Manchester attack: Veil of quiet respect descends over city
A veil of silence and quiet respect has descended over Manchester as people try to get back to a sense of routine. But as the city continues to mourn, many say they are struggling to readjust to normality.
Tuesday's proud show of solidarity and defiance at a vigil in Albert Square appears to have given way to a sense of deep sadness, with dozens of people pausing to read the many tributes left around the city centre.
Among the cards and flowers at St Peter's Square, a T-shirt emblazoned with a Union Jack reads simply "Isis coward".
A large placard reads: "You will not win. We stand together".
As well as the anger and sadness, father-of-one Mark Paxton says he sensed a nervousness among the morning commuters.
"I think in many ways people are now reflecting, and even pausing to consider their own personal safety," he said.
"I certainly felt that here today. No-one knows quite what to make of everything that's happened.
"There's a sense of people getting back to their lives now, because that's what we must do, but I think it's important to take a breath, take time to reflect.

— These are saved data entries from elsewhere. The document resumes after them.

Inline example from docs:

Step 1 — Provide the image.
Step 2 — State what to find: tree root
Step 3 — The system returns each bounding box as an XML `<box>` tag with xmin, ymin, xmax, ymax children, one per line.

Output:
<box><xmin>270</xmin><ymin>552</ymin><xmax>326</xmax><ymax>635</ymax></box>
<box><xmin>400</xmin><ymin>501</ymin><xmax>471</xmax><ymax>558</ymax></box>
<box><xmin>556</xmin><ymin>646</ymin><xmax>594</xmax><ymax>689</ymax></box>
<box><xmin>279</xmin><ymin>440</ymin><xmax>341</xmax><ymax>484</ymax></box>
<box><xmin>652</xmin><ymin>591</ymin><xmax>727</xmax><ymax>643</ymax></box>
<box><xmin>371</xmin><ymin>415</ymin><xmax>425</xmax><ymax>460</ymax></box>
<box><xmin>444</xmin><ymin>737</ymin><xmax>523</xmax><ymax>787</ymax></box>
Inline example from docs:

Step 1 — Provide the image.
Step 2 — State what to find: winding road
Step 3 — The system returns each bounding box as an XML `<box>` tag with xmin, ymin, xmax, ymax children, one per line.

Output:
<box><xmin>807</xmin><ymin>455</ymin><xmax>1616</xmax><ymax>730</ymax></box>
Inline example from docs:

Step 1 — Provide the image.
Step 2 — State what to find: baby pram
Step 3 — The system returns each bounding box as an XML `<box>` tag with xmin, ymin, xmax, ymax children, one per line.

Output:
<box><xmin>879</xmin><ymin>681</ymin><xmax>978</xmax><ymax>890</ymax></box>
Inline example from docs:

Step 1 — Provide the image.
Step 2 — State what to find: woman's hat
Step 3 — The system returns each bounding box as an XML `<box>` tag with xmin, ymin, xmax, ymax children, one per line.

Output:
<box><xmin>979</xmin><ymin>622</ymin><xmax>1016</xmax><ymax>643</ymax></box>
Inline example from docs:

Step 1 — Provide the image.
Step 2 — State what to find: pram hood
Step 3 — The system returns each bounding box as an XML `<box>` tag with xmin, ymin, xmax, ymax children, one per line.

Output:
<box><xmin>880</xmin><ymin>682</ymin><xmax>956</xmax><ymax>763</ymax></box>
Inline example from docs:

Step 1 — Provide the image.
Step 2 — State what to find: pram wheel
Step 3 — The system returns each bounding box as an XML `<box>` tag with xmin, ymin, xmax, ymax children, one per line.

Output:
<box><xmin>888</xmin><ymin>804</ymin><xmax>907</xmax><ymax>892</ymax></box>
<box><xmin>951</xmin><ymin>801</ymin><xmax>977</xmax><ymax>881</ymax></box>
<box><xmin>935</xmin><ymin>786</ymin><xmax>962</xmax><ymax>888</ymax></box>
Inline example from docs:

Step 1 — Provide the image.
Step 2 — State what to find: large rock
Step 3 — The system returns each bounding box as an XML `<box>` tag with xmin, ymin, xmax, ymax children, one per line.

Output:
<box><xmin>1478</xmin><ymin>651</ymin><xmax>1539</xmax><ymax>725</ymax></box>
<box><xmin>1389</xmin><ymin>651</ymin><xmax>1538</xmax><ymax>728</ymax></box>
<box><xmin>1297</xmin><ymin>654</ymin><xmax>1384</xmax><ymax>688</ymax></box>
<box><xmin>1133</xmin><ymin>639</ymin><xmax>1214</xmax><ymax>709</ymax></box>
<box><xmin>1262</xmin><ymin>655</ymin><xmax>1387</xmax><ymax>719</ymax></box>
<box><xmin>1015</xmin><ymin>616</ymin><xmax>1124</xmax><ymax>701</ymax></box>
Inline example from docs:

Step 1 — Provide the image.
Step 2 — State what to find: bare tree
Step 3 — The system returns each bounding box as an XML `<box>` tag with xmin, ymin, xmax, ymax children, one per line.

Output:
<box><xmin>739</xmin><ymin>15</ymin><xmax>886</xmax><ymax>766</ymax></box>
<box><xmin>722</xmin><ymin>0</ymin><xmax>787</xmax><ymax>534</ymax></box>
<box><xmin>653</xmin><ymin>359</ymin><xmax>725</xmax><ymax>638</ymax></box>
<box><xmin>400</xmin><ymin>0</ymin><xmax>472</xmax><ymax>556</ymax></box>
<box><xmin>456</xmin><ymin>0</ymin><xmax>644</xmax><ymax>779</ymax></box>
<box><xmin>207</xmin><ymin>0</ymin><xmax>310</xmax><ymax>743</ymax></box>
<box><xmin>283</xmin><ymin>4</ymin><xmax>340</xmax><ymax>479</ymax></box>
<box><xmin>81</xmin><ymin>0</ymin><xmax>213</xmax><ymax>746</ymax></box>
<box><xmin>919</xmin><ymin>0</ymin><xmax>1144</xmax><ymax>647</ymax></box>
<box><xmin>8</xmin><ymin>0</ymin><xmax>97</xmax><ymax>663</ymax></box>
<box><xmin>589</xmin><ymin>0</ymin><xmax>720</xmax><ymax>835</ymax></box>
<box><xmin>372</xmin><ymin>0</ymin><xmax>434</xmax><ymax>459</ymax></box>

"It makes you think about your own family too. I have a little boy who's six. I said to him earlier, 'I love you. You do know that, don't you?'."
German tourist Christoph Schmidt arrived in the city earlier as part of a two-part visit to Manchester and Liverpool.
He said it is hard to describe how it feels arriving in a city in shock.
"It's just unbelievable," he said.
"I have a small family and I love them very much, so that makes it even more hard to think about.
"I can see the aim of the Manchester people is to carry on living as normal, and that's the right thing to do."
Many people returning to work say they have been touched by the compassion and consideration shown by bosses and managers.
Mr Paxton, who has lived in and around the city since 2005 and works in advertising, said he was urged to work from home the day after the bombing.
"There have been lots of supportive emails going around, and lots of friendly conversations," he said.
"We have colleagues in London who've obviously been through this kind of thing before, so that's something too.
"I think people understand that it's important to take a breath."
Emma Wrigley, a 24-year-old PA from Chadderton, said people are "struggling to process" what's happened.
"It's just a funny feeling. It's so quiet around the city today. It's not normally like this. It's scary, really.
"It's a bit unreal. Obviously you think about [the chance of terror attack] but you never think it's going to happen near you."
Lucy Jefferies, of Ashton, said: "It's like nobody can understand. Nobody really knows what to think. But everybody is being really friendly and at the end of the day that's the best thing we can do."